Jetzt wird gezwitschert!
Twitter als Kommunikationskanal
„Wir müssen twittern!“ So oder so ähnlich klingt es in unzähligen Meetings von Kommunikationsverantwortlichen – nicht nur in Deutschland. Der Micro-Blogging-Dienst Twitter, der sich für uns Deutsche wie aus dem Nichts zu einem der begehrtesten Kommunikationskanäle entwickelt hat, zieht nicht nur den “normalen” Surfer in seinen Bann. Auch Kommunikationsprofis können sich dem Reiz der 140 Zeichen langen Nachrichten nicht entziehen. Stellt sich die Frage: Worüber will man zwitschern?
What are you doing? Mit diesem einfachen Slogan ging der Webdienst twitter.com schon 2006 ins Rennen. Kurze Informationen über das aktuelle Geschehen in der Länge einer SMS sind der Kern des Dienstes. Statusmeldungen wie: “Habe gerade das beste Eis meines Lebens gegessen” bestimmen seit Twitter das so genannte Social Web. Was funktioniert also, wenn man Unternehmenskommunikation per Twitter betreiben möchte? Und was funktioniert nicht?
Gerade die, die es gewohnt sind, Botschaften unter definierten Zielgruppen zu streuen, treffen bei Twitter auf ungeahnte Hürden. Denn Twitter ist kein TV-Kanal, keine Zeitschrift und kein Event, bei dem man mit großer Wahrscheinlichkeit Gehör findet. Twitter ist auch kein Medium, in dem man „Geschichten“ erzählen kann. Twitter eignet sich daher nicht als alleiniger Kommunikations-kanal. Dafür ist der Spielraum mit 140 Zeichen zu begrenzt. Dagegen ist Twitter ideal als Bindeglied zwischen unterschiedlichen Plattformen – online und offline. Ob ein neuer Blog-Post, ein Event oder ein Gewinnspiel auf der eigenen Website bekannt gegeben werden soll: Mit Twitter kann die „Meldung“ schnell abgesetzt werden.
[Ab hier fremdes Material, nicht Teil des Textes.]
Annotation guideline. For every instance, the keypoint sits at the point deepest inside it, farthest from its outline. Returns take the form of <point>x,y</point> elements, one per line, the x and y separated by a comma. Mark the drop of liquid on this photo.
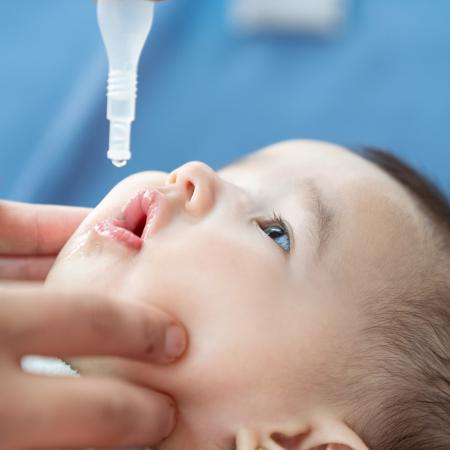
<point>119,162</point>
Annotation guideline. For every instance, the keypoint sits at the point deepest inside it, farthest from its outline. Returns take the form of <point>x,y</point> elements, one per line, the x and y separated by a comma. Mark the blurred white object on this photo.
<point>46,366</point>
<point>304,16</point>
<point>124,25</point>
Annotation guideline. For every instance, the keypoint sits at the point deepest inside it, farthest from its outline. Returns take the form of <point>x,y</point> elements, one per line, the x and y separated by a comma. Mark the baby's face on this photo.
<point>270,308</point>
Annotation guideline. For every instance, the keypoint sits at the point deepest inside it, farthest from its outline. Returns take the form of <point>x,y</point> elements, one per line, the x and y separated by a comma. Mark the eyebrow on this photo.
<point>324,214</point>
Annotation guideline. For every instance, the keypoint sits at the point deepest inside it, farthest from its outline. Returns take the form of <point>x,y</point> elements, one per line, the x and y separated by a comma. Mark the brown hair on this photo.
<point>404,382</point>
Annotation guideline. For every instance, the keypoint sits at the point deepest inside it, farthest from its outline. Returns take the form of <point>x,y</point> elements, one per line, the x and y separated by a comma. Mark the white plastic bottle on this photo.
<point>124,25</point>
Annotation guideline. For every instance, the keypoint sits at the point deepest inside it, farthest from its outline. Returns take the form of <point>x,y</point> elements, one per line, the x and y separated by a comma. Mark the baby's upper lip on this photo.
<point>138,220</point>
<point>141,213</point>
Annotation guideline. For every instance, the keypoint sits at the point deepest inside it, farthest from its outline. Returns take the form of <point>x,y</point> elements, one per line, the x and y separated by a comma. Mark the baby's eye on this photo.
<point>277,230</point>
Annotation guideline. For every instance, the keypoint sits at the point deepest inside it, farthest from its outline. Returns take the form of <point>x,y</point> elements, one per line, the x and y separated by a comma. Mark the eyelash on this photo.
<point>276,220</point>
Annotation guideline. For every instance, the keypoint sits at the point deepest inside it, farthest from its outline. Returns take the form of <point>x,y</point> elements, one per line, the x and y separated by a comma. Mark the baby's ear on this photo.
<point>328,435</point>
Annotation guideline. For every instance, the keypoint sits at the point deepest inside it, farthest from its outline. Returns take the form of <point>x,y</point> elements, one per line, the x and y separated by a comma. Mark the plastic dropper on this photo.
<point>124,25</point>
Über Re-Tweets (RT@), also Wiederholungen des Gesagten, oder Antworten (@) können sich „News“ dann virusartig über das Netz verbreiten. Dabei steigt die Anzahl der Zuhörer explosions-artig. Vorausgesetzt, man wird gehört. Doch wie verschafft man sich Gehör? Indem man Kontakte knüpft und sich für potenzielle „Follower“ interessant macht. Es ist beispielsweise völlig legitim, Nutzer direkt anzusprechen und auf die eigene Seite einzuladen. Sinnvoll ist das etwa bei der Ansprache von Redaktionen und Bloggern, die zunehmend bei Twitter vertreten sind.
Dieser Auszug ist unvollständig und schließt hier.